The episode was written by series co-creator Trey Parker and directed by animation director Eric Stough on his last solo directorial work for the series. It is the first episode to center solely on Butters and is a parody of 1950s sitcoms.

==Plot==
Butters Stotch expresses excitement about his parents' upcoming anniversary, which they are going to celebrate at Butters' favorite restaurant, Bennigan's. A few days before their anniversary, his mother, Linda, asks Butters to spy on his father, Chris, in order to find out what his gift for her will be so that her own will not fall short. While spying, Butters watches Chris enter first an adult theater for gay men (to watch "Fisting Firemen 9") and then a gay bathhouse, but Butters is too naive to understand the nature of his father's activity. Upon returning home, Butters reports to his mother about his father's whereabouts, leaving her appalled by the news of her husband's proclivities, becoming visibly distraught and unhinged. Butters later catches Chris at the club, who tries to explain it to him. Linda then attempts to murder Butters by dumping her car in a river with him inside while Chris was in shock that he already told her.

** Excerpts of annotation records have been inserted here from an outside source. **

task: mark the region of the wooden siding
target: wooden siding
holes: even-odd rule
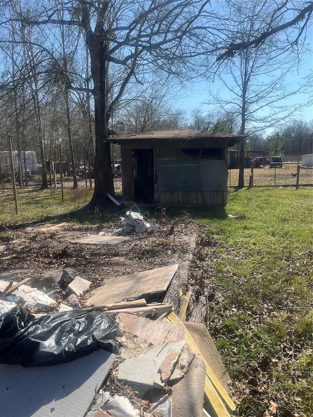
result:
[[[156,203],[167,205],[225,206],[227,191],[155,191]]]

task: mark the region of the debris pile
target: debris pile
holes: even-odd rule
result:
[[[127,215],[128,234],[154,231],[140,214]],[[235,406],[208,364],[215,348],[199,347],[207,330],[198,334],[179,318],[190,294],[179,317],[164,303],[179,269],[115,277],[90,292],[89,281],[66,269],[0,281],[1,415],[229,417]]]
[[[136,211],[126,212],[125,217],[120,217],[120,228],[112,233],[112,236],[119,236],[125,235],[134,235],[140,233],[156,233],[157,226],[153,224],[144,217]]]

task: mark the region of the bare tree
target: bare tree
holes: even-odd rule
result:
[[[285,5],[288,2],[285,1]],[[219,61],[222,57],[224,59],[215,74],[227,92],[223,96],[212,93],[211,97],[217,108],[240,117],[240,132],[244,135],[247,127],[252,132],[263,130],[294,114],[299,108],[282,105],[282,101],[298,92],[304,86],[291,88],[285,82],[286,74],[296,70],[299,56],[286,52],[290,45],[277,35],[280,31],[269,29],[274,22],[280,23],[278,27],[285,29],[291,25],[290,22],[283,25],[284,13],[280,14],[276,8],[273,10],[271,3],[260,3],[257,0],[248,3],[229,1],[227,6],[232,11],[232,19],[225,25],[231,34],[230,37],[233,37],[234,47],[231,52],[228,49],[218,57]],[[305,8],[310,15],[310,11]],[[284,5],[281,6],[283,9]],[[238,28],[234,30],[236,22]],[[304,27],[301,26],[296,38],[298,48],[301,44],[303,49],[305,40],[301,35]],[[268,36],[265,35],[261,42],[257,34],[265,30]],[[240,146],[239,188],[244,186],[245,143],[243,139]]]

Hours later, Chris enters the home to find his wife attempting to hang herself. He rushes to her side and explains that his homoerotic tendencies stem from chatting with other bi-curious and married men on the Internet. He insists he still loves her and does not want to lose his family over his "addiction". Linda then admits to having drowned Butters, to which Chris promises that he will not let her go to jail. The next day, the Stotches confront the press about their son, stating that he was abducted by "some Puerto Rican guy". As the media centers in on the "missing child" case, the pair are inducted into a club of infamous, highly publicized characters whose loved ones have also been "taken from them by Some Puerto Rican Guy", including Gary Condit, O. J. Simpson, and John and Patricia Ramsey.

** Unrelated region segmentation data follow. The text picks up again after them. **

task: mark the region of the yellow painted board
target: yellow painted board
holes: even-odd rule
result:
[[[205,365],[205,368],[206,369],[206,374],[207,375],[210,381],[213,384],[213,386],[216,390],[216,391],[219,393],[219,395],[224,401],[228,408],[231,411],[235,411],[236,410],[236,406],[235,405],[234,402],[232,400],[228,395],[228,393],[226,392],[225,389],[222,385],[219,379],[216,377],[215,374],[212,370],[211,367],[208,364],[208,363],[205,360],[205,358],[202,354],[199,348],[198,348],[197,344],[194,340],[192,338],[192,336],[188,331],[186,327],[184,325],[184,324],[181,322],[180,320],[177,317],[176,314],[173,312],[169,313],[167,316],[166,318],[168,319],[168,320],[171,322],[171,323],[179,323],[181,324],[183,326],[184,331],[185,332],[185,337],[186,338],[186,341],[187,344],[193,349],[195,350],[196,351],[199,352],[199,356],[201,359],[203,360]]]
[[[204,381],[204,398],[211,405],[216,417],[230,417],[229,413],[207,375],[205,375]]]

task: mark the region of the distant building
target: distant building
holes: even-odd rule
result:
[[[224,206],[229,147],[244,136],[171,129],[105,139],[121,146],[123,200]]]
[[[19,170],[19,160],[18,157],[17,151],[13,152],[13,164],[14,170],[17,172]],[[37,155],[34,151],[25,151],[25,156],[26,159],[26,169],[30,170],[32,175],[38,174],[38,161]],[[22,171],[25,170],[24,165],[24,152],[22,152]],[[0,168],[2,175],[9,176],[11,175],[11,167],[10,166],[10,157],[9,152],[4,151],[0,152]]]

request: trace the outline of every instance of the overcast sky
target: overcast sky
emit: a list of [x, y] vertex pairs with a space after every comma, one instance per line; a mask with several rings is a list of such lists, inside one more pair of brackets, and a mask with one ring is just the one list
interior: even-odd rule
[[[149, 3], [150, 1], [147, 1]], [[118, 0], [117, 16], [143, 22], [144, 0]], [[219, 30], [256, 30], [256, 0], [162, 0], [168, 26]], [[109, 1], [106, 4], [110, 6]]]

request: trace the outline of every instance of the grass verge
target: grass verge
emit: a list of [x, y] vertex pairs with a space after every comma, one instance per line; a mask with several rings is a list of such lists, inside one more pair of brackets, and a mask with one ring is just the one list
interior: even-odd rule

Butters, however, survives his mother's attempt to kill him in similar fashion to the infamous Susan Smith murder of her children, and brushes off the incident as an accident. He then sets off home, eager to get back in time to celebrate his parents' anniversary with them. He first does some singing and dancing at a seedy 'dance' club, and then heads down a scary road after getting directions from an Old Mechanic. He returns home to find his parents fighting over all the lies they have told. Upon hearing what the quarrel was about, he snaps and then scolds them for lying and trying to teach him to lie.

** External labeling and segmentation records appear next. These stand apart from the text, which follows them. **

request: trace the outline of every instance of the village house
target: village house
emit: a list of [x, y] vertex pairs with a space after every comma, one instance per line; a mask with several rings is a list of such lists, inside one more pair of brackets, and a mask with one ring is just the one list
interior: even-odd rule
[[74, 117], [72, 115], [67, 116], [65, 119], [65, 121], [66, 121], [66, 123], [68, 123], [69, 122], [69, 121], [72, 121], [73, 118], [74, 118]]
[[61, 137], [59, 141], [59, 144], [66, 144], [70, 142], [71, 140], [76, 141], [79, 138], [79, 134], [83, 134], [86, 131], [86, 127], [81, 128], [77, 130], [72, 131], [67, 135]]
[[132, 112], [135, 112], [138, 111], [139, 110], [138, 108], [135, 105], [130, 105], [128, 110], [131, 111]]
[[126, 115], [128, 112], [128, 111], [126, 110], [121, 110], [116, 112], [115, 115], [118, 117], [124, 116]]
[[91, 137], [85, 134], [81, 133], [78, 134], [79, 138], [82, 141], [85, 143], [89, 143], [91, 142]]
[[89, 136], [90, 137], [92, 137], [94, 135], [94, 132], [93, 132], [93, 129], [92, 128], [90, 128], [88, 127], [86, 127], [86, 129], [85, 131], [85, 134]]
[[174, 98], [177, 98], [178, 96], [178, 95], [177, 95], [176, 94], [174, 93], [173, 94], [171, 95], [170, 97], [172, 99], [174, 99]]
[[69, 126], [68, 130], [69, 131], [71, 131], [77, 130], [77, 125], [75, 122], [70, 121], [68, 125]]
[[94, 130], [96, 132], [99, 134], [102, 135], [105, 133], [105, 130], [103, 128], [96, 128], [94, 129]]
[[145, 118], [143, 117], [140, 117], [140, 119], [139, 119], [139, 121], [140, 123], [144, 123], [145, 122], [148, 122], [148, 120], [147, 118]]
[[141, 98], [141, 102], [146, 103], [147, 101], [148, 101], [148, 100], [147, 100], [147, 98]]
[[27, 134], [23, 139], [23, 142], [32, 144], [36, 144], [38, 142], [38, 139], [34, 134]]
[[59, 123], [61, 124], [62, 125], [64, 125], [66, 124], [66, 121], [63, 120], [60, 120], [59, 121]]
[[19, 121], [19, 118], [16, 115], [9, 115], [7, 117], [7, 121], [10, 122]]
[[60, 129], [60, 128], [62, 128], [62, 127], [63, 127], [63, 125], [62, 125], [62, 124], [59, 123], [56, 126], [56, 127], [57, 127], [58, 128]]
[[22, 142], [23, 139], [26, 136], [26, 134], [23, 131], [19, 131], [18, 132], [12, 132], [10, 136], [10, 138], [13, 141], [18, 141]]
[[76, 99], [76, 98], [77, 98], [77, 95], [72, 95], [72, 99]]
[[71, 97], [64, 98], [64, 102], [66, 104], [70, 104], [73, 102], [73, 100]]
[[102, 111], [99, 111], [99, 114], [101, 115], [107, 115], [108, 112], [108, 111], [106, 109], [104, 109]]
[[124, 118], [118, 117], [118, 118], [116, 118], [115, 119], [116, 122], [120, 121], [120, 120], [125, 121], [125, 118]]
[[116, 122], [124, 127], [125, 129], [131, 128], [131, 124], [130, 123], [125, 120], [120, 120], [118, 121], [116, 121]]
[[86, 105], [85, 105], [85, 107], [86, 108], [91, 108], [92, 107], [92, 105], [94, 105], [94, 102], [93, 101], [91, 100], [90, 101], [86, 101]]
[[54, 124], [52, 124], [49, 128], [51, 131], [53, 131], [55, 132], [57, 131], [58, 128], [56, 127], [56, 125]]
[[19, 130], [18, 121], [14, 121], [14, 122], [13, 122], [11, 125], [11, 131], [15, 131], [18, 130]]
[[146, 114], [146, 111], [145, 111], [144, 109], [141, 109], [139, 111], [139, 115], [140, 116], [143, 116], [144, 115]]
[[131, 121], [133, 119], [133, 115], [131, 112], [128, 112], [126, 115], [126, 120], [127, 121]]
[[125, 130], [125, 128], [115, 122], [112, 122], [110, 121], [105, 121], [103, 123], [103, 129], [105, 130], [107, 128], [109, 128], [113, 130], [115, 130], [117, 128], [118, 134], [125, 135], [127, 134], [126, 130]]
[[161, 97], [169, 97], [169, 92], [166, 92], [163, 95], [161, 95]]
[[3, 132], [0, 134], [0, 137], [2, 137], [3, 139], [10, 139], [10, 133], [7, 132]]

Deciding to follow in their son's footsteps, they come clean to the media about the cover-up, revealing many unsettling facts to Butters in the process. Afterwards, Stan Marsh, Kyle Broflovski and Eric Cartman mock Butters about his unhinged parents. Although he attempts to make light of the situation, Butters admits that he is now probably scarred for life, the boys are going to ridicule him, and sometimes lying really can be for the best.

==Production==
Written by series co-creator Trey Parker and directed by animation director Eric Stough, "Butters' Very Own Episode" was rated TV-MA in the United States, and originally aired on December 12, 2001, on Comedy Central.
In the DVD commentary, Parker and Stone indicate they planned to make Butters the fourth group member after Kenny was written off the show, and created this episode as a prelude to his assuming a more prominent role in the series.

==Reception==
IGN gave "Butters' Very Own Episode" a positive rating of 8.5, stating, "There are several classic moments in this episode, but it all works so well because of the setup."

==Legacy==
At the time of the episode, suspicion hung over Gary Condit regarding the disappearance of Chandra Levy, and the Ramseys regarding the murder of their daughter JonBenét. However, someone else was later convicted for the murder of Chandra Levy and Condit was thought to be exonerated. Subsequently, prosecutors dropped all charges on July 28, 2016, after an associate of the sole witness came forward with secret recordings in which the witness admitted to falsifying testimony about the murder of Chandra Levy. The murder of Chandra Levy therefore remains unsolved. The district attorney in the Ramsey case declined an indictment of the parents in JonBenét's death. In a 2011 interview, South Park creators Trey Parker and Matt Stone stated that they regretted how Condit and the Ramseys were portrayed in the episode.

==Home media==
"Butters' Very Own Episode", along with the fourteen other episodes from South Park: the Complete Fifth Season, were released on a three-disc DVD set in the United States on February 22, 2005. The set includes brief audio commentaries by Parker and Stone for each episode. The episode was also released on the two-disc DVD collection A Little Box of Butters.